Technological innovation will also be essential to achieving the U.N. Millennium Goals set for 2015 (see separate story), according to the report.
“A Mental Problem”
The presentation of the plan was followed by classic and apparently off-the-cuff speeches from Arias and Pacheco, both of whom – in their dramatically different styles – recognized the difficulty of making the Half-Century Plan happen. The Presidentelect presented a compelling assessment of Costa Rica’s needs, with a focus on how the education system is neglecting its poorest students. Pacheco, in response, tossed aside his prepared speech and brought the house down with his trademark humor, though making the serious point that Costa Rica’s lack of development may have roots in psychology.
The President ran down a laundry list of reasons he was given, at the start of his term, for Costa Rica’s under-developed status.

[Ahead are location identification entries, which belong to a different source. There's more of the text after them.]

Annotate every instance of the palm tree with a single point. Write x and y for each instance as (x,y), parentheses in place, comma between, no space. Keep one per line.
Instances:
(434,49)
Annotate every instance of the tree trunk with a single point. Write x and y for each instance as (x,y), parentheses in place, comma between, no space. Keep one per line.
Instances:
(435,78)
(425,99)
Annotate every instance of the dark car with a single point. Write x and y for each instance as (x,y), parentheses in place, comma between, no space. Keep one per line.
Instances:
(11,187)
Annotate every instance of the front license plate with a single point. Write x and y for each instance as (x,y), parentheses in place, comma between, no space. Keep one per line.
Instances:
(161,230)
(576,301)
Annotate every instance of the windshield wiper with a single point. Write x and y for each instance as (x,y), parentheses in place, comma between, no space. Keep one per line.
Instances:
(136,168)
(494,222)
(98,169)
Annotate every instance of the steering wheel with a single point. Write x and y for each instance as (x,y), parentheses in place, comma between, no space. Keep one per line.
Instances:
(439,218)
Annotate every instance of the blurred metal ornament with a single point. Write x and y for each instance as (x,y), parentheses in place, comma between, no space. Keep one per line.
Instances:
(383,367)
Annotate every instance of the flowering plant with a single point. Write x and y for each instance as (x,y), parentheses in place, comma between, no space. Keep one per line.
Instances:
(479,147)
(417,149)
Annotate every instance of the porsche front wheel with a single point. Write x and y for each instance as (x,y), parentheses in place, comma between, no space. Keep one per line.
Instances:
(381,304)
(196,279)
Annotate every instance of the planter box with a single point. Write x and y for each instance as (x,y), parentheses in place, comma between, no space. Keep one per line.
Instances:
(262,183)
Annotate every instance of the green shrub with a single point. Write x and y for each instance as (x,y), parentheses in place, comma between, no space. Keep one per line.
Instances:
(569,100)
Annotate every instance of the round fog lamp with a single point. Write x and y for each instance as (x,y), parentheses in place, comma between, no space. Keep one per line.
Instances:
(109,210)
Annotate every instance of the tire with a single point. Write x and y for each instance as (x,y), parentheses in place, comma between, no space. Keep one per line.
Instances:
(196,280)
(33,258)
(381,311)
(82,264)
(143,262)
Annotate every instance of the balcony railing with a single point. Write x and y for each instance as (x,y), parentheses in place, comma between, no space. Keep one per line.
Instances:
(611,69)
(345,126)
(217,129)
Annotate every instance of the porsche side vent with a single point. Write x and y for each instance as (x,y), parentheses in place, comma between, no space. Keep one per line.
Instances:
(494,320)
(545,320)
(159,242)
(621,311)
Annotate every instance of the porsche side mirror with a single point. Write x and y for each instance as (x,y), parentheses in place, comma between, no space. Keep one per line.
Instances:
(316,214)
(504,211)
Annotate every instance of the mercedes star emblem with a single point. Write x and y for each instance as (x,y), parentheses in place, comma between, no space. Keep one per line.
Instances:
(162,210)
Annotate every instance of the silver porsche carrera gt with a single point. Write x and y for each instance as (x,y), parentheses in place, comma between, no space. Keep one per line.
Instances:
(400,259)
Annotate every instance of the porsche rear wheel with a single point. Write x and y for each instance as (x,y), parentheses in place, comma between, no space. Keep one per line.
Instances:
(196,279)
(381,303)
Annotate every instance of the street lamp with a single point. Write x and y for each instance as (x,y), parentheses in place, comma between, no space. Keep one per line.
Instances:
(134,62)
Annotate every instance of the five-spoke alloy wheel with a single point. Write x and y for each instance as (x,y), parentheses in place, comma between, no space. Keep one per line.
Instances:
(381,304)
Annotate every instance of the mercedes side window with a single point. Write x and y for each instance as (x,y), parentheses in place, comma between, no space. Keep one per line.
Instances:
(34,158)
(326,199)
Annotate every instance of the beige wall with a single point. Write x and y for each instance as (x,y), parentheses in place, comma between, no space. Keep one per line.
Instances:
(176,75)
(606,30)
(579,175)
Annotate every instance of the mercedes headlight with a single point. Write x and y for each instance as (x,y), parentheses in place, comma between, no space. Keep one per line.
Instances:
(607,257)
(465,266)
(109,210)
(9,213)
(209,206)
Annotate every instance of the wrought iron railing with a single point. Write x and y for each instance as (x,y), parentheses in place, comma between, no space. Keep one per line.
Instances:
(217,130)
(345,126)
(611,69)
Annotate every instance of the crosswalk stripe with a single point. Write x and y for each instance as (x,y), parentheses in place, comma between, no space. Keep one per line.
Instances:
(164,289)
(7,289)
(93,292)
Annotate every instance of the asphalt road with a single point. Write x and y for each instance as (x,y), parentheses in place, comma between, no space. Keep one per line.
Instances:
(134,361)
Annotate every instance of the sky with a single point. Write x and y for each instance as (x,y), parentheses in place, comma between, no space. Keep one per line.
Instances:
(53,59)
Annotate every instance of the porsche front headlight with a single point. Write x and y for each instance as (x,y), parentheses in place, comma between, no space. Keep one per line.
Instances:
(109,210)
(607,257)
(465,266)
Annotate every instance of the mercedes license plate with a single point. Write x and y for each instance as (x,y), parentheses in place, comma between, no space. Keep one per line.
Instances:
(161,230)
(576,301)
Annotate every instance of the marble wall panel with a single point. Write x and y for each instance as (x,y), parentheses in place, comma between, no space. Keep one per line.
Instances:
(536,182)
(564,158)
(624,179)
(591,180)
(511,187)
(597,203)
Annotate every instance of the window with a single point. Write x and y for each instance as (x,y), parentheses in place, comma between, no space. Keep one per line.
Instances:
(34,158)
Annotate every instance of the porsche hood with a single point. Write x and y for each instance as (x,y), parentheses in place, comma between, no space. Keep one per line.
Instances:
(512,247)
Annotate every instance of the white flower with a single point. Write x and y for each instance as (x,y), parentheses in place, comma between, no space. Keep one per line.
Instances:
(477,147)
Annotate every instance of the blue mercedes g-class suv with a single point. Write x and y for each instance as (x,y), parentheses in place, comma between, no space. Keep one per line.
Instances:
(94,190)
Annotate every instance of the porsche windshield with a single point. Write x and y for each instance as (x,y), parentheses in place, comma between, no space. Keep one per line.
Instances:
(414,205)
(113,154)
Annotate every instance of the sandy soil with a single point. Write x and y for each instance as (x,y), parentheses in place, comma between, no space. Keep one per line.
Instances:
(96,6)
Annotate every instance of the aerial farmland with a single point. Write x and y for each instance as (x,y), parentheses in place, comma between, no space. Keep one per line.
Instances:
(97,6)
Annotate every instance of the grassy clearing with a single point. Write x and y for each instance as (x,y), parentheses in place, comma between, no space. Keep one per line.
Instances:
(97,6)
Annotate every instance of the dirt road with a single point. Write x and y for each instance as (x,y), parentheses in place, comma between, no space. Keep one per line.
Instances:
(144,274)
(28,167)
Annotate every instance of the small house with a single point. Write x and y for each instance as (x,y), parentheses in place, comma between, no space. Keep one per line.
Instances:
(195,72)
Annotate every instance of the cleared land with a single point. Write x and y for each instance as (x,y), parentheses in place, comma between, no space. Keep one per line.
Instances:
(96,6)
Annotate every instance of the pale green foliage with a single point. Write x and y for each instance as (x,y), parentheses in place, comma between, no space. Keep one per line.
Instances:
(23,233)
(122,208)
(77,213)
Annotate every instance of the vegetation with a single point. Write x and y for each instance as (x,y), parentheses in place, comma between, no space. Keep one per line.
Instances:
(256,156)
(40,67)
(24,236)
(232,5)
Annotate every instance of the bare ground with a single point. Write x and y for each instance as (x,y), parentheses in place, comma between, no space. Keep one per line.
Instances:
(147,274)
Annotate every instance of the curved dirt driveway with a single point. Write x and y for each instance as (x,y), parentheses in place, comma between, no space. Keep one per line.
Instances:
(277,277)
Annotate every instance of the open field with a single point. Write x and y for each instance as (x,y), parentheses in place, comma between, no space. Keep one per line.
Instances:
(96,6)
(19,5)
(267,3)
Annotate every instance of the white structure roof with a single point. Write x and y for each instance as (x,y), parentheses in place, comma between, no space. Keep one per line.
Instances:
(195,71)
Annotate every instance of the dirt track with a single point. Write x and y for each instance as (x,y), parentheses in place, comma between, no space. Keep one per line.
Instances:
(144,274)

“It’s the latitude,” he said, explaining what some people told him in response to his queries. “At this latitude, with this climate, a person isn’t capable of doing anything more than peeling a banana and eating it.”
After discarding excuse after excuse, Pacheco said, he finally settled on the idea that it’s “a mental problem” and that what Costa Rica may need in order to join the ranks of developed countries is a new way of thinking.
Other speakers echoed his “I-think-Ican” message. Chang – who recently retired after 25 years as the first Latin American in the U.S. National Aeronautics and Space Administration (NASA) and plans to open a lab in the northwestern province of Guanacaste for work on plasma rocket propulsion technologies (TT, April 7) – said it’s crucial for Costa Ricans to “buy into” the plan in order for it to work, and change their way of thinking.
“Today we’re thinking more about importing technology than about exporting it,” he said.
Arias expressed agreement with the plan’s focus on scientific education, saying with a smile that if Costa Rica had three times the scientists and one-third thelawyers it has today, it’d be one of the richest countries in the world. (The Presidentelect has degrees in law and political science.) However, Arias admitted he’s unclear about how to ensure the plan doesn’t just stay on paper.
“I promise the authors we will take this seriously,” he said. “I don’t know how this can be translated into reality. That will be a huge task.”